Diversify investment portfolio: a beginner's guide
Diversification is an investment strategy that involves manage one’s capital across a variety of assets or investment types to reduce overall risk. The goal is to build a well-balanced portfolio that can contain a variety of industries and asset classes in order to reduce the risk. In this article we will cover how to diversify investment portfolio.
It is the famous proverb of ‘not keeping all the eggs in the same basket’
For example, if you invest all your money in one company and company goes bankrupt, then you can lose all your money. If you divide your investment between two companies, you can lower your chances of losing money by, say, 50%. Different types of assets have different risk and return characteristics. Through diversification you will be able to balance risk and return to achieve desired result for your financial goals.
Your entire portfolio will underperform if you have a large investment in metal stocks and the global metal cycle declines. You can reduce risk by combining various assets that are not highly connected.

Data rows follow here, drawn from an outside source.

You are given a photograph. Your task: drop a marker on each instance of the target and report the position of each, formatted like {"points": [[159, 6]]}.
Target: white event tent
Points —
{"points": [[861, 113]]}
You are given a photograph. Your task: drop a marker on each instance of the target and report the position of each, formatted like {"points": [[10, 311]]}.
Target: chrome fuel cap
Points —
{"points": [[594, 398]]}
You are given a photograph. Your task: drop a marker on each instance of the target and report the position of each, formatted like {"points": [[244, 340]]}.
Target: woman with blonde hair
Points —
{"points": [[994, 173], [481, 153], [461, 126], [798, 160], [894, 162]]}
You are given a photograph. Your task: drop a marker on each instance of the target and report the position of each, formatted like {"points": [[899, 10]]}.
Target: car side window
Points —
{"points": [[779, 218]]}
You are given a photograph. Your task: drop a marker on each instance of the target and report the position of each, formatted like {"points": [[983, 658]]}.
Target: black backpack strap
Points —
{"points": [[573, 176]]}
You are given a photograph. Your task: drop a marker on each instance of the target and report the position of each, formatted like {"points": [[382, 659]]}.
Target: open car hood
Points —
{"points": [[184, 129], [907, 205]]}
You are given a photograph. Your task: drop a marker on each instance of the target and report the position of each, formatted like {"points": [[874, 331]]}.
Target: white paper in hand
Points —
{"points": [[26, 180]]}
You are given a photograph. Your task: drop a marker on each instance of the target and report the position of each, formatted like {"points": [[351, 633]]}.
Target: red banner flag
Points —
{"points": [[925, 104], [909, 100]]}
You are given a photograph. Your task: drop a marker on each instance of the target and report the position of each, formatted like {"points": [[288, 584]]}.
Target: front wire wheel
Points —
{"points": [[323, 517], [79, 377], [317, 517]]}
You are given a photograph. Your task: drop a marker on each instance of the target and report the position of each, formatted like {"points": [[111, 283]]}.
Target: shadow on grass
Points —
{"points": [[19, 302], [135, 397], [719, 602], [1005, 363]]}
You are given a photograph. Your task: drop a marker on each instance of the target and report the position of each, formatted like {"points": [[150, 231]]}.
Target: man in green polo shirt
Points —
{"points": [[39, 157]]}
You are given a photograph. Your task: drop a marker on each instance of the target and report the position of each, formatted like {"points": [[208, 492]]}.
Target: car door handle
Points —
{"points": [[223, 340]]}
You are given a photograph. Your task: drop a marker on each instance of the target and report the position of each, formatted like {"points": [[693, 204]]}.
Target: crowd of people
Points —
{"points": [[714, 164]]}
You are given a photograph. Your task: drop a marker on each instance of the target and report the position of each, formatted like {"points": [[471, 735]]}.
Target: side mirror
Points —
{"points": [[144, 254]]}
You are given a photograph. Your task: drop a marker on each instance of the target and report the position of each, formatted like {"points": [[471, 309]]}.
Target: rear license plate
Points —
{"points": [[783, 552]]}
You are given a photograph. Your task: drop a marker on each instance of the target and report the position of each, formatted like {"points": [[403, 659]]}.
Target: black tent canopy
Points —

Starting early allows you to plan for your future and learn the importance of disciplined saving. You can start with a mix of cash, stocks, bonds, or government securities.
Table of Contents
Type of risk in Investment
There are two types of risk in equity investments Systematic risk or Market risk and Unsystematic risk. Market risk is cause by event which affect the whole economy of the country or world. When investing in stock, investors should be aware of the unpredictable nature of market risk.
The risk of share price of company falling due to poor financial performance or any unfavourable development which can affect the industry sector is known as unsystematic risk. Unsystematic risk can be diversified by investing in a portfolio of stocks.

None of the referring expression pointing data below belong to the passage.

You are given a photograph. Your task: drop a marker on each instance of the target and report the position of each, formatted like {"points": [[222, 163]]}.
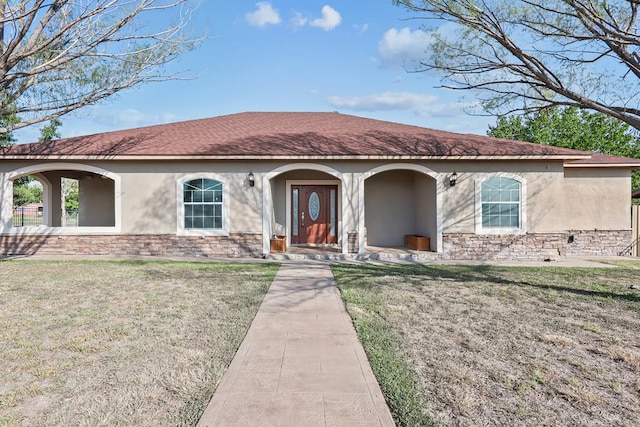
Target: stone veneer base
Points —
{"points": [[456, 246], [236, 245], [537, 246]]}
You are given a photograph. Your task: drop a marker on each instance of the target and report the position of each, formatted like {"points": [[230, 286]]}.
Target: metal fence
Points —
{"points": [[30, 216]]}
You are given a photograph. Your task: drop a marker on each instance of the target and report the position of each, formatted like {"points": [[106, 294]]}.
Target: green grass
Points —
{"points": [[475, 345], [120, 343]]}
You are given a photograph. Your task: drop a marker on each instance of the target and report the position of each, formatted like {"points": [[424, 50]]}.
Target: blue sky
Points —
{"points": [[287, 55]]}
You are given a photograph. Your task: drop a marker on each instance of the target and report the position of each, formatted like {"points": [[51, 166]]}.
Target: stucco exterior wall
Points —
{"points": [[597, 199], [390, 208], [96, 203], [543, 190], [396, 202]]}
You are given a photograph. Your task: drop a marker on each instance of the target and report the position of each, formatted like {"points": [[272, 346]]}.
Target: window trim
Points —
{"points": [[181, 231], [522, 229]]}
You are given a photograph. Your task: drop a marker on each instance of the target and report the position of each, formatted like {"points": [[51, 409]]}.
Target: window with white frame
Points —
{"points": [[203, 204], [501, 203]]}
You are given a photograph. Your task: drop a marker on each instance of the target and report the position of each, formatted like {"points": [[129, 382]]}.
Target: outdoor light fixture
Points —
{"points": [[453, 179]]}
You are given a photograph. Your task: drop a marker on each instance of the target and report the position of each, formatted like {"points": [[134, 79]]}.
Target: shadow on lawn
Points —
{"points": [[350, 275]]}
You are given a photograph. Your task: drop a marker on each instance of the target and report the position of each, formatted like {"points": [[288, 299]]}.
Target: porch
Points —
{"points": [[370, 253]]}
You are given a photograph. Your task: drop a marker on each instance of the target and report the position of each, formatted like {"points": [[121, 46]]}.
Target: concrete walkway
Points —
{"points": [[301, 363]]}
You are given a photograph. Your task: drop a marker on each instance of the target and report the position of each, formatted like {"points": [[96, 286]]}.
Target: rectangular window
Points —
{"points": [[500, 203], [202, 204]]}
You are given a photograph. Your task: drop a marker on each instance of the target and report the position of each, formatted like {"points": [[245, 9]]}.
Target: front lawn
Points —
{"points": [[481, 345], [120, 343]]}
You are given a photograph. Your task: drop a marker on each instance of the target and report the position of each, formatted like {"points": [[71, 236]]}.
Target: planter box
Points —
{"points": [[417, 243], [279, 244]]}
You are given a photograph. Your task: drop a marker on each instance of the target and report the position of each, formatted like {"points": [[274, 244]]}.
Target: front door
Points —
{"points": [[314, 214]]}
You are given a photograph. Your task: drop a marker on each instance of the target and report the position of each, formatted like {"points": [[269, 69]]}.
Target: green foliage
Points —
{"points": [[6, 122], [50, 132], [26, 192], [571, 127]]}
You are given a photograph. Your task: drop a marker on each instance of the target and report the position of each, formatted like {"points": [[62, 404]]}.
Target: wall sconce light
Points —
{"points": [[453, 179]]}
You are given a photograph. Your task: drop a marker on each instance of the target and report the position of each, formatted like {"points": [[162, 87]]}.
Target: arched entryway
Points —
{"points": [[98, 192], [306, 203], [399, 200]]}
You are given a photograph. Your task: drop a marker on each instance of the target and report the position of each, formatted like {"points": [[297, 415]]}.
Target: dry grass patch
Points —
{"points": [[119, 343], [504, 346]]}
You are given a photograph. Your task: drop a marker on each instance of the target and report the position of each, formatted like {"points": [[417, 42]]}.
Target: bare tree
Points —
{"points": [[60, 55], [526, 55]]}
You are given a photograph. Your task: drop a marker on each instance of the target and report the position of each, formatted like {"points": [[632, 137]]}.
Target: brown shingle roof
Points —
{"points": [[264, 134], [605, 160]]}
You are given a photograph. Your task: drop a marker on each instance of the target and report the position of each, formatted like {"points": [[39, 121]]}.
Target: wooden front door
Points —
{"points": [[314, 214]]}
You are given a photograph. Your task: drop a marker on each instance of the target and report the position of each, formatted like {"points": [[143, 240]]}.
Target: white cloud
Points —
{"points": [[420, 104], [264, 15], [402, 47], [298, 20], [383, 101], [330, 19]]}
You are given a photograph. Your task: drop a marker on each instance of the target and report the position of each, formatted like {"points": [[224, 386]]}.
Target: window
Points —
{"points": [[203, 204], [501, 204]]}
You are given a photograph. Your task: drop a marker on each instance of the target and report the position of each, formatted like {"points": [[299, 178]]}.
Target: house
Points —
{"points": [[224, 186]]}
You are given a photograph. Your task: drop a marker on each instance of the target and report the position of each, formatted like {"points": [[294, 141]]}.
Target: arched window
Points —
{"points": [[501, 203], [203, 204]]}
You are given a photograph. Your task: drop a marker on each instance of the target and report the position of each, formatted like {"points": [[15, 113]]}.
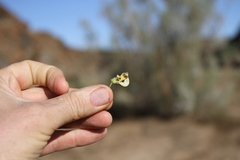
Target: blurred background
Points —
{"points": [[183, 57]]}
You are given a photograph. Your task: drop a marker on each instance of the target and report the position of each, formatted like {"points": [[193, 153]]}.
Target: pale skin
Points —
{"points": [[30, 117]]}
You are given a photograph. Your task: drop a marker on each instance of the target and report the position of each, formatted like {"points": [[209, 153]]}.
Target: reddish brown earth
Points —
{"points": [[150, 138]]}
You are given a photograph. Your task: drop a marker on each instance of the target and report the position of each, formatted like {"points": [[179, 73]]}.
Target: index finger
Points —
{"points": [[24, 74]]}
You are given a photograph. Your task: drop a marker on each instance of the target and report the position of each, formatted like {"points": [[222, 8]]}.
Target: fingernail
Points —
{"points": [[99, 97]]}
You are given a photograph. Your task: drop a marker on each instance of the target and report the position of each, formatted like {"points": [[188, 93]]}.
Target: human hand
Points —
{"points": [[29, 117]]}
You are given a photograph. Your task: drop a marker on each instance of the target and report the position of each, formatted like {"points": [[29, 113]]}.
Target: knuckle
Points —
{"points": [[77, 106]]}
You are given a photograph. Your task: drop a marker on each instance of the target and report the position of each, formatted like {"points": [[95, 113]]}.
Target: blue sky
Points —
{"points": [[61, 18]]}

Diversify equity portfolio on sectors and themes?
Let’s start by examining sectors. Industrial categories such as capital goods, consumer goods, medicines, information technology, etc. are referred to as sectors. For instance, steel and cement profit from increased building activity. When interest rates decline in the economy, banks and NBFC equities increase. When the commodity cycle moves upward, steel and oil profit. your equity portfolio must be diversified across such sectors.
![How to Diversify Investment Portfolio](https://financialfact.in/wp-content/uploads/2024/01/DVI3.jpg)
Diversify by Theme
A variety of industries are covered under themes. For example, rate sensitive is a theme. Banking, NBFCs, automobiles and real estate benefit when the interest rate are headed down. If you are diversifying by theme ensure that you are not overexposed to one particular theme. Similarly, tractors, two-wheelers, FMCG goods, agrochemicals, fertilizers, and hybrid seeds are all benefited by increased rural incomes. This is known as rural demand. A careful selection of themes is another aspect of diversification.

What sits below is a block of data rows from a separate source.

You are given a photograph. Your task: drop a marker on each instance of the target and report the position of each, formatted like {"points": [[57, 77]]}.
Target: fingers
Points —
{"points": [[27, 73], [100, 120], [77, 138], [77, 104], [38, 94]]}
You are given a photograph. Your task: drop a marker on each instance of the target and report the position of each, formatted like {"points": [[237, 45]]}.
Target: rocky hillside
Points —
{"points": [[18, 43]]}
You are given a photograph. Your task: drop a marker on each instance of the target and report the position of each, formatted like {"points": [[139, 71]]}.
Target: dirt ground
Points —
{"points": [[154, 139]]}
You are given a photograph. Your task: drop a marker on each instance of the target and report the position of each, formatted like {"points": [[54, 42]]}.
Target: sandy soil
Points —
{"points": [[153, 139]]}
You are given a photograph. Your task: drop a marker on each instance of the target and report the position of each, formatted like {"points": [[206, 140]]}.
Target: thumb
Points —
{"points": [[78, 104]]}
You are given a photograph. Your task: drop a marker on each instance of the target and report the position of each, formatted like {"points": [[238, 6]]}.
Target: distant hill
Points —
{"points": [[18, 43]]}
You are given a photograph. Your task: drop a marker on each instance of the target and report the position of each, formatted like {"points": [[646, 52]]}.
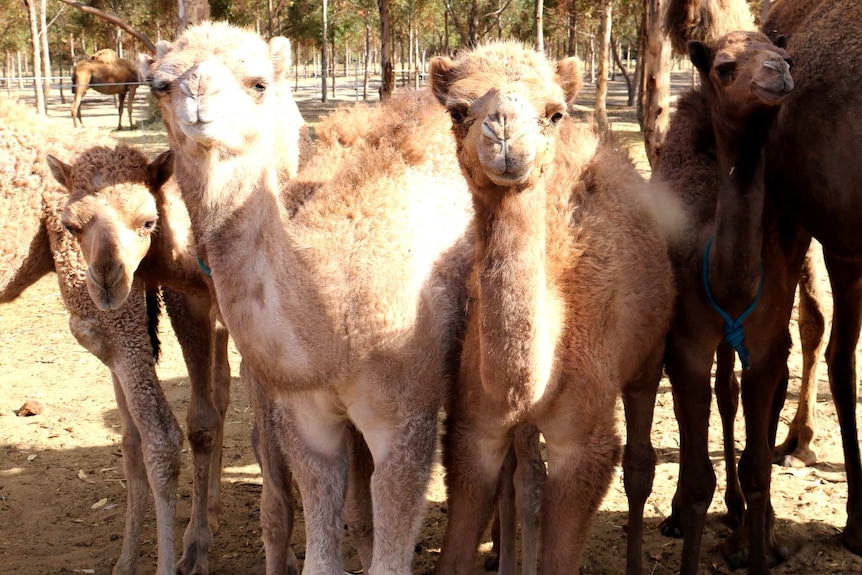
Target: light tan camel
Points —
{"points": [[132, 227], [734, 278], [570, 300], [122, 338], [343, 289], [107, 73]]}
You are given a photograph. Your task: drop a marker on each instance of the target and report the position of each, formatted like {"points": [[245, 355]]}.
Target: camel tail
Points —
{"points": [[154, 310]]}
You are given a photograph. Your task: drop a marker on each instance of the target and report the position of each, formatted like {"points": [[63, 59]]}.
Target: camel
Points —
{"points": [[129, 221], [106, 73], [732, 269], [343, 288], [570, 299], [124, 338]]}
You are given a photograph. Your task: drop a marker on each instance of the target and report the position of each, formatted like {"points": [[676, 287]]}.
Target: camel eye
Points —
{"points": [[726, 71], [71, 228], [157, 86]]}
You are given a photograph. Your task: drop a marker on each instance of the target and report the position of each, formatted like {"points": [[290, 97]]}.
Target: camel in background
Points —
{"points": [[106, 73]]}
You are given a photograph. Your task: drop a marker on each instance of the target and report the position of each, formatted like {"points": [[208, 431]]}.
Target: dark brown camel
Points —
{"points": [[813, 171], [106, 73], [736, 246]]}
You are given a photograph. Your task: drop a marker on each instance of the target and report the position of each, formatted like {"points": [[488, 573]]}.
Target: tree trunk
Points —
{"points": [[539, 30], [191, 12], [323, 62], [46, 52], [387, 83], [601, 108], [655, 90], [37, 57]]}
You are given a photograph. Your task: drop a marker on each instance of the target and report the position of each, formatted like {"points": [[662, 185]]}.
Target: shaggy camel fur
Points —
{"points": [[570, 301], [39, 244], [107, 73], [732, 259], [132, 229], [812, 170], [343, 290]]}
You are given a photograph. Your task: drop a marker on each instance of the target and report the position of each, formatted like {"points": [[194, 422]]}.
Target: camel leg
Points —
{"points": [[689, 373], [796, 450], [846, 279], [276, 500], [763, 390], [192, 322], [504, 526], [530, 476], [582, 454], [727, 400], [473, 455], [358, 512], [639, 457], [312, 434], [137, 488]]}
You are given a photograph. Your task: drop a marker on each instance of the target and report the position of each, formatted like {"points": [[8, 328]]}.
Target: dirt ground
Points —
{"points": [[62, 499]]}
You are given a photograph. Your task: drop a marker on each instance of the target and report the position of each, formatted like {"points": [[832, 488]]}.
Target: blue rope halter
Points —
{"points": [[733, 334], [209, 272]]}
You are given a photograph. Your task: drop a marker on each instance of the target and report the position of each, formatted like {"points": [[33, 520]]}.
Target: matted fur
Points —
{"points": [[343, 288], [570, 299]]}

How to diversify investment portfolio across different asset classes?
In general, stocks and bonds are the two main categories of investments. Bonds are typically more stable with lesser returns, whereas equities are thought to be high-risk and high-return investments. You should allocate your funds between these two possibilities to reduce your exposure to risk.
Actually, this is the first step in diversification, at this stage you just combine equities, debt, hybrid asset classes, ETFs, index funds, gold, property, foreign assets etc.
Debt Investment: The Indian government and private corporations occasionally issue bonds that provide a set amount of “fixed” returns over a predetermined period of time. Putting money into these debt instruments could provide you with a set, risk-free return on your investment. Fixed Deposits, Bonds/Debentures, National Savings Certificates, Kisan Vikas Patra, Treasury Bills, etc. are a few instances of debt instruments.
Equity Investment: Highly volatile, highly risky. However, if executed carefully, the benefits are enormous. The two main methods for investing in the equity market are direct stock purchases and mutual funds.
It is recommended that non-professionals invest in index mutual funds, as they are likely the safest type of stock investment
One may also seek advice from an investment professional before investing in mutual funds.
Investment in Gold: One of the popular investments of Indians. For long-term investments, is Gold. It is safe because it is thought to be less volatile and extremely safe.
Gold might serve as a safety net for finances in an emergency. Today there are multiple ways through which one could invest in gold. You can buy gold jewellery and/or buy pure grade gold in the form of coins, biscuits, bars, etc.
Understand the factors that affect the financial markets.
You need to understand the factors that affect the movement of the financial markets before making any investments. Stock exchanges, foreign exchanges, bond markets, money markets, and interbank markets are examples of financial markets. In basic terms, these are financial instrument markets, and just like any other market, their operation is based on supply and demand.
The other major influence is the central bank, the Reserve Bank of India, and its monetary policies.
Final Word
The road to a well-diversified portfolio may have its twists and turns, but with patience, diligence, and a diversified mindset, you’ll be better positioned to navigate the complexities of the financial markets and work towards a more secure financial future. Happy investing!